Tennis is for everybody. Everyone can enjoy it. Everyone can gain from it. And our job is to facilitate that.
“I felt like a smoother path would be to focus on the coaching piece, which was more core to my expertise. It’s still tennis player development, just not a technology focus,” he says. “It brings together my passion for the game, my experience with the game, and my business education. It’s a nice combination of the things that I enjoy.”
On track with Tenicity
Following his heart led him back to the court, and students began meeting him there. First among them was Lucky Kancherla, an Edina High School player with DI dreams who wasn’t getting varsity playing time. “I was steered away from [my goal] by other coaches who didn’t believe that I was capable of achieving it,” Kancherla says. Not Mankad. He met with Kancherla and her parents to explore her goal and develop a personalized attainment plan.

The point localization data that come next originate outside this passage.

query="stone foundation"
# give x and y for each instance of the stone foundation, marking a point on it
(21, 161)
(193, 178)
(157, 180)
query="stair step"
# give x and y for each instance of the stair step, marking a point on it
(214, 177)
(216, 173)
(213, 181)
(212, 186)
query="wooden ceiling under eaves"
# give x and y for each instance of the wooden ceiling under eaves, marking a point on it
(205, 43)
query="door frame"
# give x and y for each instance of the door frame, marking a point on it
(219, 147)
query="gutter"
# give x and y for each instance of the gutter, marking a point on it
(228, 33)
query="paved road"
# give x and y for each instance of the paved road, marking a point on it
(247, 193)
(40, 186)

Training was intense, sometimes up to three hours a day in the heat of summer, but it was exactly what Kancherla wanted—though not what she’d expected. “I’d been used to hearing about results and focusing on numbers and things like that, but he just kind of set that aside and was super focused on the process,” she says.

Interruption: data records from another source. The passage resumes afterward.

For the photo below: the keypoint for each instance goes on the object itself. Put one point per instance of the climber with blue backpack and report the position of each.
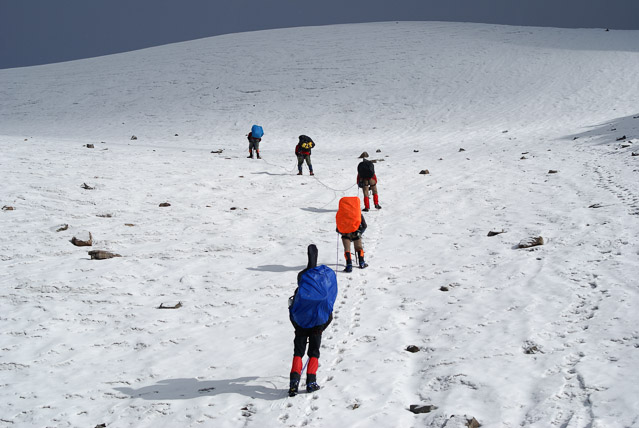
(254, 137)
(310, 311)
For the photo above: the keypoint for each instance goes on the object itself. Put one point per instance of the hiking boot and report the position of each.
(312, 387)
(292, 390)
(349, 262)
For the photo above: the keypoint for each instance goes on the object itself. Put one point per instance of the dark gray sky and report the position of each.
(36, 32)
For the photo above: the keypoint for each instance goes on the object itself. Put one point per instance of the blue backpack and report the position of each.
(315, 297)
(257, 131)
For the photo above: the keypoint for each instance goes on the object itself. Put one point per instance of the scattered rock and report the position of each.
(176, 306)
(417, 409)
(85, 239)
(472, 423)
(531, 242)
(102, 255)
(531, 348)
(458, 421)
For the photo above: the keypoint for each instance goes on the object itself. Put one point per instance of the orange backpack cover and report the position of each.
(349, 214)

More individual students joined Tenicity. Groups came next. Then came schools and communities looking for someone to lead their tennis programs. All got covered by the Tenicity umbrella.

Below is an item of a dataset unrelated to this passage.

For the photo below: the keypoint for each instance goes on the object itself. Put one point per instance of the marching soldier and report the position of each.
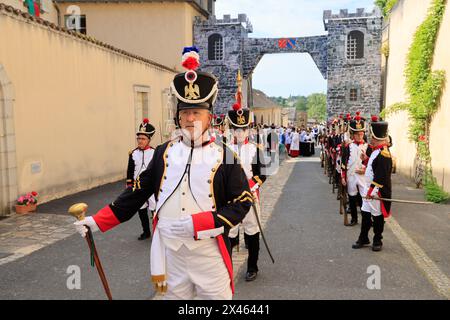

Mankad found he especially appreciated fostering a pressure-free connection to the sport in beginners, such as the five-year-olds in parks-and-rec classes handling a racket for the first time. He’s committed to providing them with a non-competitive path rooted in enjoyment. “Tennis is for everybody,” he says. “Everyone can enjoy it. Everyone can gain from it. And our job is to facilitate that.”
Of course, sometimes, organically, that enjoyment blossoms into deep-seated commitment. Tenicity supports that, too. Case in point: Kancherla, who earned Most Improved Player on her team during that first year of training. She went on to play DI on scholarship with Western Illinois University. Now, she’s preparing for law school and coaching for Tenicity.
It’s almost like this bubble, or safe space, where players are shielded from outside noise or clutter and can focus on their tennis and developing their character skills as well.
“The culture at Tenicity sets it apart from the other programs,” Kancherla says. “It’s almost like this bubble, or safe space, where players are shielded from outside noise or clutter and can focus on their tennis and developing their character skills as well.” She’s helping students grow as she did, as players and as people, working through frustrations, encouraging each other, and acting with positivity on and off the court.
The approach has paid off. Tenicity tennis programs within six Twin Cities metro-area communities and at the U of M’s Baseline Tennis Center currently reach more than 500 kids, with enrollment and partnerships increasing annually. Still, Mankad’s in building mode: Building year-round options, building intermediate and advanced offerings for continuing players, and building awareness of the sport that’s defined his life.
Accessibility, he says, is key. “You don’t need a country club membership. You can join a Tenicity program through your city or your school, and it’s in your neighborhood. You can walk or bike to it. And there’s a trained coach providing a level of quality on par with any program,” he says. “It’s not just about developing the best tennis player, even though that is a key focus. It’s about how we coach and the environment that we create, that positively develops the youth through sport.”